Windows shows "Windows protected your PC" or my antivirus flags Type4All after download. Is it a virus?

It isn't a virus — this is a standard warning shown by Windows SmartScreen and some antivirus tools against "unsigned" software.

Why it appears:
• Type4All is a small free tool from an independent developer, licensed under the Apache License 2.0. We haven't purchased a code-signing certificate yet (about £100–300/yr), so Windows doesn't yet "recognise" the program.
• Type4All uses a global keyboard hook to detect your configured hotkey. This technique is also used by some malicious software, so a small number of AV tools raise a false positive.

How to continue the install:
1. On the SmartScreen warning window, click "More info" → "Run anyway".
2. If Defender has already quarantined the file, go to "Virus & threat protection → Protection history → Allow" to add Type4All.exe to the allow list.

Why you can trust it:
• After the one-time AI-model download, the app runs entirely offline and sends no data, crash reports, analytics, or telemetry anywhere.
• The global keyboard hook only checks whether the pressed key is your configured hotkey — it doesn't log any other keystrokes.
• Full details: Privacy Notice Section 5A (https://4all.dev/en/privacy) and the DISCLAIMER.txt shipped with the application.

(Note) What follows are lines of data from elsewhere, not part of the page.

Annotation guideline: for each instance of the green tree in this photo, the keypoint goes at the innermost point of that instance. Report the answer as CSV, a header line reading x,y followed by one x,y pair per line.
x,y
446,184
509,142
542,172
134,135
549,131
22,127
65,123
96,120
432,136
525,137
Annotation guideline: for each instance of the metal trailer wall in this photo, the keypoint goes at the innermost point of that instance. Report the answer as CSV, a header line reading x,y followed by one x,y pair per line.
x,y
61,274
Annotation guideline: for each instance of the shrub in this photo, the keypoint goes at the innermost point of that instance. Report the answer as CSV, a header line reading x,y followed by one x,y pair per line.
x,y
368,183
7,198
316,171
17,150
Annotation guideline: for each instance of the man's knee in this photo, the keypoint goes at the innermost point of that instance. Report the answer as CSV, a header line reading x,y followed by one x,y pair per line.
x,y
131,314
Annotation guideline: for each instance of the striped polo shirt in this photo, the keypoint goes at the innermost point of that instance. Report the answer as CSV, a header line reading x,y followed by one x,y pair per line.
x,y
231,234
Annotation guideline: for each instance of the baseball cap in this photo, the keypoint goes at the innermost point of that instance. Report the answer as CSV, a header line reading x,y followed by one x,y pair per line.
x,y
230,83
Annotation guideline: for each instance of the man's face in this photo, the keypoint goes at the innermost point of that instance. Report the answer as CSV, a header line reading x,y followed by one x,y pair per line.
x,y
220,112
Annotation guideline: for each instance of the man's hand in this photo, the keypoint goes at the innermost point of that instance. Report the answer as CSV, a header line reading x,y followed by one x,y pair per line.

Pressing Right Ctrl does nothing — I can't start recording. What should I do?

The most common cause is that Right Ctrl has already been claimed by another program, so Type4All cannot register it as a global hotkey. Common sources of this conflict include:

• Chinese input methods: Sogou, Microsoft New Phonetic, Baidu IME and similar tools may have assigned Right Ctrl as their input-method toggle key.
• Hotkey manager software: AutoHotkey, PowerToys, Logitech Options, Razer Synapse and similar tools may have already registered Right Ctrl as a global hotkey.

In addition, Windows itself has inherent limitations on using "pure modifier keys" as global hotkeys — modifier keys (Ctrl, Alt, Shift) were originally designed to be combined with other keys. When registered alone, they tend to conflict with the system, input methods, or other software.

If the shortcut is temporarily unavailable, you can use the mouse to click the recording button on the Type4All window as an alternative.

We are considering adding combo-key support (for example, Ctrl + Alt) in the next version to reduce the likelihood of conflicts.